We’ve recently completed a large real estate development financing transaction which was the culmination of five months of work. I worked on this deal along with one other associate and the partner, which meant I was given a lot of responsibility to run the transaction day to day. This included drafting and negotiating security documents, reviewing and commenting on ancillary documents such as notices, insurance brokers’ letters and other policies. I also managed the CP checklist, which is a list of all the requirements that must be satisfied for the bank to advance funds to the borrower.
What do you wish you’d known about being a trainee before you started that you now do?
If you don’t ask, you don’t get! At the start of my training contract, I remember being hesitant to ask certain associates/partners for work (as I didn’t want to ‘bother’ them), and instead waited for work to given to me. I wish I’d known that, not only are people appreciative when you ask for work but, you give yourself the opportunity to get involved in a wider variety of matters and work with more people. This might lead you to stumble across an area or person that inspires you and that you’d not otherwise have encountered.
Please outline your area of expertise. What might you do in a typical day?
In the banking and finance team, we advise on a range of lender and borrower work, including real estate finance, art finance, fund finance and even crypto finance.
On a typical day, I arrive in the office at around 9:00am, check my calendar to see whether I have any meetings scheduled and review any emails that have come in overnight. This enables me to structure my day and prioritise my work accordingly. I’ll then begin my various tasks, which often include drafting facility agreements and security documentation; managing CP checklists; liaising with clients and the other side’s counsel on gathering CP documentation or negotiating points in finance documentation; and speaking with associates and partners around the team to get their view on particular points.
What skills/strengths do you need to be a successful solicitor?
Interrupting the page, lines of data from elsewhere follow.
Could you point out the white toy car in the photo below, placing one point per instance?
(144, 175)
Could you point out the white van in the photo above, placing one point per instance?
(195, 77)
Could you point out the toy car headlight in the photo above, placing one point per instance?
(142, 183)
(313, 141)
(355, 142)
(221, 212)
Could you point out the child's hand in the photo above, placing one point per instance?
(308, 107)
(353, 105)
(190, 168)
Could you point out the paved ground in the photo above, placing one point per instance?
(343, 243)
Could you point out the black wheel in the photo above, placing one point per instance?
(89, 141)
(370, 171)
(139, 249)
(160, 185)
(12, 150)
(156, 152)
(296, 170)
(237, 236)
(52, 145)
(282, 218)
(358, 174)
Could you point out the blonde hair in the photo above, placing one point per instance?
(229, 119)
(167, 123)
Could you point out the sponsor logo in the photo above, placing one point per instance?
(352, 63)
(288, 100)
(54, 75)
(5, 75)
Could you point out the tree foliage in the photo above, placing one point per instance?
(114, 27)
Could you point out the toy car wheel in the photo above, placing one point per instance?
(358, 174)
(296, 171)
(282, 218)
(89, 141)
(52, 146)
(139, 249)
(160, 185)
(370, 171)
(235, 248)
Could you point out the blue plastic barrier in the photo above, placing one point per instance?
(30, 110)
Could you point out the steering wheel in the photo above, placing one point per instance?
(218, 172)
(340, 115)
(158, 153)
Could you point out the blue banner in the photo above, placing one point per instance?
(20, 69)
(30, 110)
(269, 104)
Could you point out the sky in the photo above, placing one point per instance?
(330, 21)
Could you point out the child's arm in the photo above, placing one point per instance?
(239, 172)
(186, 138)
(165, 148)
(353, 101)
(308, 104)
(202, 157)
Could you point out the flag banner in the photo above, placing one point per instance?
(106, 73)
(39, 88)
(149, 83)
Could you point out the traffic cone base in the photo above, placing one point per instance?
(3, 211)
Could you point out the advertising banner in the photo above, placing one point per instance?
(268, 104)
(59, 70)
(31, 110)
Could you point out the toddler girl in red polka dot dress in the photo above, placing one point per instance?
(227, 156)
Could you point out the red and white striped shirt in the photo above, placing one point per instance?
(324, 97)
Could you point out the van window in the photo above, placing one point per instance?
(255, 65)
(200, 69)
You’ll need to have good attention to detail, be organised, calm under pressure and able to multi-task effectively (which all come with experience). However, while all lawyers must be technically sound, a successful lawyer is one that’s personable and able to build and maintain relationships well. This will enable them to bring the firm new business (and repeat business with existing clients), which is integral to having a long-term career in this industry.
What advice do you have for budding solicitors who are contemplating a career in law?
It’s a long journey and a highly competitive market. I finished school in 2013 and qualified nine years later! But if you’re patient, perseverant and resilient, your time will come and once it does, law offers an intellectually challenging and financially rewarding career in which you’ll be surrounded by clever, interesting people and, hopefully, working on topical and engaging matters.
What diversity and inclusion initiatives does the firm have in place?
The firm has several fantastic initiatives in place. I’ve picked out a few below:
What’s been the highlight of the last month at the firm?
Definitely completing the real estate development finance transaction that I mentioned above. This was a large, complex matter that required cross-departmental co-operation and I enjoyed the responsibility and trust that my team afforded me. I also worked on this matter from its inception to completion and found it very fulfilling to know that I could add value.
What’re you reading at the moment?
I’m currently reading Prisoners of Geography by Tim Marshall, which considers how the current state of each country in the world has been heavily influenced by geographical factors.